Members of the Republican Pro-Choice Coalition said yesterday that they were "stunned" that one of President Bush's first executive orders was to reinstate what pro-choice forces call "the global gag rule."
"This restriction on foreign aid is unconscionable in a democracy. It's bad politics and bad policy," said co-chairman Susan Cullman.
But Jay Sekulow, chief counsel for the American Center for Law and Justice, called the president's actions "a critical first step" in stopping abortions.
"It is both refreshing and culturally significant that we now have a president and an administration that is dedicated to defending life," he said.
Family Research Council President Ken Connor called Mr. Bush's order "a welcome indicator he intends to stick to his pro-life campaign promise."
"The first step toward building a culture of life is to stop exporting the culture of death," he said.
Mr. Bush's decision was announced by Sen. Sam Brownback, Kansas Republican, to an enthusiastic crowd of up to 100,000 pro-life demonstrators who had gathered on the Ellipse for the 28th annual March for Life down Constitution Avenue to Capitol Hill.

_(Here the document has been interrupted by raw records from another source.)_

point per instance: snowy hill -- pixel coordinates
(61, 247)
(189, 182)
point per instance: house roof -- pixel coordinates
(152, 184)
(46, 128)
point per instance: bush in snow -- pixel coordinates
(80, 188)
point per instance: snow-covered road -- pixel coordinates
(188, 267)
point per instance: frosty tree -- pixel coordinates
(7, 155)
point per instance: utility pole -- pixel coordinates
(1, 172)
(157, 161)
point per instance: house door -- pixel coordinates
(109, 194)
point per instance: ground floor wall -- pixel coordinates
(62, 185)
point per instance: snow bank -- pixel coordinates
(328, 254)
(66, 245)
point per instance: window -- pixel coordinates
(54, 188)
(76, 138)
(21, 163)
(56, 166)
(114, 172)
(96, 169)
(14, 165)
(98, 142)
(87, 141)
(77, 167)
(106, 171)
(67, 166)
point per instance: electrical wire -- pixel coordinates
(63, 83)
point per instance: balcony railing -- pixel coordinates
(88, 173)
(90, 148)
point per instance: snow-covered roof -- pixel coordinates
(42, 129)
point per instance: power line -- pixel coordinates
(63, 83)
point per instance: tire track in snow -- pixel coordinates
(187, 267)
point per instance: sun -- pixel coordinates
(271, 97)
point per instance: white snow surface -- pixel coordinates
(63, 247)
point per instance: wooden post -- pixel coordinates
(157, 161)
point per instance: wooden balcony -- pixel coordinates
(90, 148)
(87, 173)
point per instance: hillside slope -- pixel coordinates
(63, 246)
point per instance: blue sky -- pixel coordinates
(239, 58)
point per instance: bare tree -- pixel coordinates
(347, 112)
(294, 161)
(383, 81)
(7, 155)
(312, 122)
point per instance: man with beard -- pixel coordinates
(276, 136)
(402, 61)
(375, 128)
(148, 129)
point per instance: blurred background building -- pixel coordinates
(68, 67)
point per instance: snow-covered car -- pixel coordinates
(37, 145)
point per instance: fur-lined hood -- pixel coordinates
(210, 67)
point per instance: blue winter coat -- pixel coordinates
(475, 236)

Mr. Bush issued a statement that was read to the crowd by Rep. Christopher H. Smith, New Jersey Republican.
"I deeply appreciate your message and your work," Mr. Bush said.
"We share a great goal: to work toward a day when every child is welcomed in life and protected in law. We know this will not come easily, or all at once. But the goal leads us onward: to build a culture of life, affirming that every person, at every stage and season of life, is created equal in God's image."
Mr. Bush said the promises in the Declaration of Independence "are not just for the strong, the independent, or the healthy."
"They are for everyone including unborn children," he said.